Floyd Sandford is a professor of biology at Coe College; soon after his arrival in 1971 he helped to establish an environmental studies curriculum. His teaching has covered the discipline, and has included a great deal of field work. In Central Europe he wanted to look at environmental education, broadly defined, meeting with both college-level and secondary and elementary teachers, and also officials or representatives of environmental organizations or groups, to determine what they view as the most serious/significant environmental issues confronting their society and how they are working to address these issues with their students or fellow citizens.

Rand Smith is Irvin L. and Fern D. Young Presidential Professor of Politics at Lake Forest College, where his teaching includes Politics of Western Europe and the European Union, Politics of Latin America, U. S. Energy and Environmental Policy, and International Energy Issues. His most recent book is The Left's Dirty Job: The Politics of Industrial Restructuring in France and Spain. In Central Europe he wanted to look at the restructuring of basic industries such as coal and steel that are both economically inefficient and environmentally destructive.

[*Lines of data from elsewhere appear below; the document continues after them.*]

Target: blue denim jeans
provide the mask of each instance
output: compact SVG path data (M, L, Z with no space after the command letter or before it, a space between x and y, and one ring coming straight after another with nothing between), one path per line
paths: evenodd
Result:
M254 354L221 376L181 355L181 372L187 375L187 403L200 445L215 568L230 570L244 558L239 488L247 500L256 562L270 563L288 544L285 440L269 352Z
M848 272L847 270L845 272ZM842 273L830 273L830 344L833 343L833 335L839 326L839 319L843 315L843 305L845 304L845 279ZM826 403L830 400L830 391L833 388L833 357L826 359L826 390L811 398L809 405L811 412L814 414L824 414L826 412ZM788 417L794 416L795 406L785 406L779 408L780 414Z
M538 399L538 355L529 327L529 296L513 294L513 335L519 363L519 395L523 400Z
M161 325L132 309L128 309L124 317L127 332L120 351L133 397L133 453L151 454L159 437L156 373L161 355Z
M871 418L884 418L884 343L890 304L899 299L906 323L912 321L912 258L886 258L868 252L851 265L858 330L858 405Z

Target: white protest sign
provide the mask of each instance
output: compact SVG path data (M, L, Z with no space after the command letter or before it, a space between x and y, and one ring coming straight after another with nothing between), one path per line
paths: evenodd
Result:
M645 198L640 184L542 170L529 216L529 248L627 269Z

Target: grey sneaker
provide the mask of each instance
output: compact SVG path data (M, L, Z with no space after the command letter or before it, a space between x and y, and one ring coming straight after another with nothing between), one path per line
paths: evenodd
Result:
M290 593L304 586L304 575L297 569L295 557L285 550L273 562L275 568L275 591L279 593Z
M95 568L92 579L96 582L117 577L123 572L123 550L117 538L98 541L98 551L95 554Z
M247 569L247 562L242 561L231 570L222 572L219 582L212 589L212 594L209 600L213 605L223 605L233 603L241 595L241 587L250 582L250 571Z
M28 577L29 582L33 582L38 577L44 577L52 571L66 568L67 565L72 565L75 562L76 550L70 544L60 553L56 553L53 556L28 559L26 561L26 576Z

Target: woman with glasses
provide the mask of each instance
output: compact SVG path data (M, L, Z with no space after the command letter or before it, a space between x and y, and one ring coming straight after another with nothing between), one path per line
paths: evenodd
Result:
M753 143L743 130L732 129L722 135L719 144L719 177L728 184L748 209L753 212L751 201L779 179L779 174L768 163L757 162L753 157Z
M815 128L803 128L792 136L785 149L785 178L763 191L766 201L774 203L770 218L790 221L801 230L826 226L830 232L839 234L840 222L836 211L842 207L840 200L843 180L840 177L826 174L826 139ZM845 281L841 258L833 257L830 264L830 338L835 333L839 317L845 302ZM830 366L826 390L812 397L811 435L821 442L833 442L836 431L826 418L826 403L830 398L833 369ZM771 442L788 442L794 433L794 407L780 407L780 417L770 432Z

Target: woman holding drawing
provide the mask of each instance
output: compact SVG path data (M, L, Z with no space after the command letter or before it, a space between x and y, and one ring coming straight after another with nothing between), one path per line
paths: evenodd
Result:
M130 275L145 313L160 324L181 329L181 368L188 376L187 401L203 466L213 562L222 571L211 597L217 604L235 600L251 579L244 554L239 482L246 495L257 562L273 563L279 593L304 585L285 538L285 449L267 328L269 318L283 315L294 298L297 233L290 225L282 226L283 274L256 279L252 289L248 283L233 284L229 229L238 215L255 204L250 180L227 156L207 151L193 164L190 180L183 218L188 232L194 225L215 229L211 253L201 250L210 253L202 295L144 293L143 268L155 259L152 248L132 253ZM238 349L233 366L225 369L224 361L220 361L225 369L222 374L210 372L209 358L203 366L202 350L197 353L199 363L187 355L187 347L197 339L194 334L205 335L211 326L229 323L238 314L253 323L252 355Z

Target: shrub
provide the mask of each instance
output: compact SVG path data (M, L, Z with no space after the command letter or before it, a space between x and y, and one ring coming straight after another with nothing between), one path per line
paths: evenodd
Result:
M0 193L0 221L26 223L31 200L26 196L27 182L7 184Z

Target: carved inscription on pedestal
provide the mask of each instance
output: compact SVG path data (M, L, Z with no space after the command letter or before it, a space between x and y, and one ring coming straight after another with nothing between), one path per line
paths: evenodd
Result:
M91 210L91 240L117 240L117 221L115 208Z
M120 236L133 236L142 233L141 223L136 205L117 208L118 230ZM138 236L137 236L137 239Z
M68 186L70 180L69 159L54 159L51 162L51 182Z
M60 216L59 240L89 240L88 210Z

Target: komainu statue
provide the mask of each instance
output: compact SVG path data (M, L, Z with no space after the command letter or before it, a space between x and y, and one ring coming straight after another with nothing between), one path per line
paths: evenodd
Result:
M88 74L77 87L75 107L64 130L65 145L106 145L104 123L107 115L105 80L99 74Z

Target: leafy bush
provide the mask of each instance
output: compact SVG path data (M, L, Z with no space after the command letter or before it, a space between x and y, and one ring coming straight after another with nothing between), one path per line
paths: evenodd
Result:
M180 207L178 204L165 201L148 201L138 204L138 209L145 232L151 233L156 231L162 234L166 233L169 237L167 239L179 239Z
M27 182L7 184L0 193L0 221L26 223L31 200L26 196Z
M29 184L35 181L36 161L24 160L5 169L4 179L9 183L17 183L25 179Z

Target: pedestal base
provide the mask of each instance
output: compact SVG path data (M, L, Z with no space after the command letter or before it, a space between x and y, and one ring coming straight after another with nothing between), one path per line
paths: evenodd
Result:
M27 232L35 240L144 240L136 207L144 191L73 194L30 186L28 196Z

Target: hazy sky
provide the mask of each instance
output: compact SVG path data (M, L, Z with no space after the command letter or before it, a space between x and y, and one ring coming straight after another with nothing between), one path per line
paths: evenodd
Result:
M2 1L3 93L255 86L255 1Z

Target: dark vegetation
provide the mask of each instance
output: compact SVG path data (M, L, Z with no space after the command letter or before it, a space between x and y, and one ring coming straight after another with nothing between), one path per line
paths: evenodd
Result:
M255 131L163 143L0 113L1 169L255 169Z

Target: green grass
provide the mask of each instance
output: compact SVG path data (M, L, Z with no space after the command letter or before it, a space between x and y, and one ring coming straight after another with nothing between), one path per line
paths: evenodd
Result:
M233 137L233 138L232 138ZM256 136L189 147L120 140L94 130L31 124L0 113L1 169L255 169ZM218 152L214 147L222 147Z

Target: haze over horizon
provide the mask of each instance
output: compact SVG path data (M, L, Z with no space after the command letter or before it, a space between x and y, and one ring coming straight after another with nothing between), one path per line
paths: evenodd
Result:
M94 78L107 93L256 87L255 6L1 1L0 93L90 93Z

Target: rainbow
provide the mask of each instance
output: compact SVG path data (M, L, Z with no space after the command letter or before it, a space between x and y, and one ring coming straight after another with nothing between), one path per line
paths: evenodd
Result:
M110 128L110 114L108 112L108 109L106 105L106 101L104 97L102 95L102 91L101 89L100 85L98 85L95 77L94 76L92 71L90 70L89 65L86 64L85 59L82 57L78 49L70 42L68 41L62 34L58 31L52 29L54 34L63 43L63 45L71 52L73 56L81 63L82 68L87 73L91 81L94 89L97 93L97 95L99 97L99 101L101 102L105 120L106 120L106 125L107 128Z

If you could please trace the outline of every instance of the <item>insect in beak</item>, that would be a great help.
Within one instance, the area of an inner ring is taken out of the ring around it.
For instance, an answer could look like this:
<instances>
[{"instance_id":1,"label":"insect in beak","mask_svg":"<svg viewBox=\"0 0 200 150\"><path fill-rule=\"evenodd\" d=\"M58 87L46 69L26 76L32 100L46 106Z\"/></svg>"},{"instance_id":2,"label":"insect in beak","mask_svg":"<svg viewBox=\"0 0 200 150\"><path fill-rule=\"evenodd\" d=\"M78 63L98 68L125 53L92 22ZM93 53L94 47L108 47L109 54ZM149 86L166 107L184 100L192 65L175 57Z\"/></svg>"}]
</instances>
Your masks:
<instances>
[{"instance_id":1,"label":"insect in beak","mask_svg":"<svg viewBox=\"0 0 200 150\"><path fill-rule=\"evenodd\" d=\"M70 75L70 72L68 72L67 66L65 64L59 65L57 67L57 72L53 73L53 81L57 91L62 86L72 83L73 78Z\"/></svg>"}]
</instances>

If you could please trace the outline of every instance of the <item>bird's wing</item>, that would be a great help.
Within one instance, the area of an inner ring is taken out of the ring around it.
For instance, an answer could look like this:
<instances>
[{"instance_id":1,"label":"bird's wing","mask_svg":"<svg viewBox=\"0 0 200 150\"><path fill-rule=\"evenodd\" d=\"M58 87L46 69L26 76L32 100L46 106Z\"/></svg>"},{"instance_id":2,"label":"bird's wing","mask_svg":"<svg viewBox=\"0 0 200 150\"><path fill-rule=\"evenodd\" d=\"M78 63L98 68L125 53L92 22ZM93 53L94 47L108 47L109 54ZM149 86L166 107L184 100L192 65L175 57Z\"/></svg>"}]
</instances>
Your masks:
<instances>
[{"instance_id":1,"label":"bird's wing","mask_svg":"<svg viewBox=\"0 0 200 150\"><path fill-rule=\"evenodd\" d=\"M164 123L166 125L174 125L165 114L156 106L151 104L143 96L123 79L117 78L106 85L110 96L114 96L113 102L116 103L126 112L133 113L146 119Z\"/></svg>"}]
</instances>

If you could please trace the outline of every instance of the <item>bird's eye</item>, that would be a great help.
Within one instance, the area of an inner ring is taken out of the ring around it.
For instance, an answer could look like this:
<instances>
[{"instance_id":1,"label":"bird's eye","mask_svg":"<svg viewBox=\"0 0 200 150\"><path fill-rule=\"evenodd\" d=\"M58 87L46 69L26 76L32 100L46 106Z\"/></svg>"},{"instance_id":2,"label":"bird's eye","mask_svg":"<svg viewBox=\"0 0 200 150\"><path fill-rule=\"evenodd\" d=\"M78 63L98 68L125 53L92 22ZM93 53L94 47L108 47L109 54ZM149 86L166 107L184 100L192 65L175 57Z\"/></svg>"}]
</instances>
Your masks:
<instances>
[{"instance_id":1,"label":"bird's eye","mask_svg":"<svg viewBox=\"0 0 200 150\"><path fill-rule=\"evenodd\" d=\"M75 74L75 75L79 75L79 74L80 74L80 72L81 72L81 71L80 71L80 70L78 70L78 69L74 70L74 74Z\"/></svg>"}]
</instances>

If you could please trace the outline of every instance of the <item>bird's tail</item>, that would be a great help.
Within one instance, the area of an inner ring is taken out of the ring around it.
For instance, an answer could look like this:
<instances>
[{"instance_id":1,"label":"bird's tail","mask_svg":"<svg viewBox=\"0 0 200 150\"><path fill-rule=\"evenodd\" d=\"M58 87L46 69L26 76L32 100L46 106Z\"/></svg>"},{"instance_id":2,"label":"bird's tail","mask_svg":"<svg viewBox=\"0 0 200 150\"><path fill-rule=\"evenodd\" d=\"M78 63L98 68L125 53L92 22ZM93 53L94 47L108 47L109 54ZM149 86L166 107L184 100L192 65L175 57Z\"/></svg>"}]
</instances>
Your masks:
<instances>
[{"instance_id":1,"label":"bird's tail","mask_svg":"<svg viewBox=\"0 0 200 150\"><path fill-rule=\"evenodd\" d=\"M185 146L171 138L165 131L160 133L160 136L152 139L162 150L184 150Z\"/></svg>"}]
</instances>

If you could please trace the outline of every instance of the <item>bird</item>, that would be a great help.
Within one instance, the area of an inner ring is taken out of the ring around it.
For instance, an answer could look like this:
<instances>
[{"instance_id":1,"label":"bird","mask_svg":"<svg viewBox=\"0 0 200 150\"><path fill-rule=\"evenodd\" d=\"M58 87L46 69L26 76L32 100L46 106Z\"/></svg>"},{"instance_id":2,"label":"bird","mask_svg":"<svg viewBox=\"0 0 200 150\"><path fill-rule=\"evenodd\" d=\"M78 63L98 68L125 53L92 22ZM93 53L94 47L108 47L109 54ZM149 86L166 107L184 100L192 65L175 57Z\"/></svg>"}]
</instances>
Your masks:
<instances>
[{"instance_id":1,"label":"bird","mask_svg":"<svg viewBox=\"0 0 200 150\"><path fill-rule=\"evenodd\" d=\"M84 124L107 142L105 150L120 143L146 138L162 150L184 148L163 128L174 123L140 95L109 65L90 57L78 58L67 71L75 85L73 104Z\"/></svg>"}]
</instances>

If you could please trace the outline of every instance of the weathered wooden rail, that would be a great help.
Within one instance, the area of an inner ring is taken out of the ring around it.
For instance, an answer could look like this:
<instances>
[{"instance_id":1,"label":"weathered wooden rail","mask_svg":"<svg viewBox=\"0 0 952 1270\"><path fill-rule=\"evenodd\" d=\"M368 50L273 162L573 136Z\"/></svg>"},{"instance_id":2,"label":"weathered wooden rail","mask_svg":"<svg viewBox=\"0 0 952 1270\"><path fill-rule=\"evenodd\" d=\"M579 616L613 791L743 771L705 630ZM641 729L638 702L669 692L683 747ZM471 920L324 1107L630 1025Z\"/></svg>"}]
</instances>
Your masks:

Carol Summers is associate professor of history at the University of Richmond, where she concentrates in African history. Her new book is Colonial Lessons: Africans' Education in Southern Rhodesia, 1918-1935. She has a background in biology, and ongoing interest in comparative environmental history, environmental issues and "development", and green politics. While in the region she wanted to learn as much as she can about the intersections of environmental crisis, economic change, and political legitimacy in post-Cold War contexts.

Michael Svec is an associate professor of education at Furman University, with a concentration in science education. He served as the physics author for Science Links, a ninth-grade general science textbook series. His goal for the seminar was to better understand changes in the Czech educational system using environmental education as a case study and to apply that knowledge to undergraduate and graduate courses in education.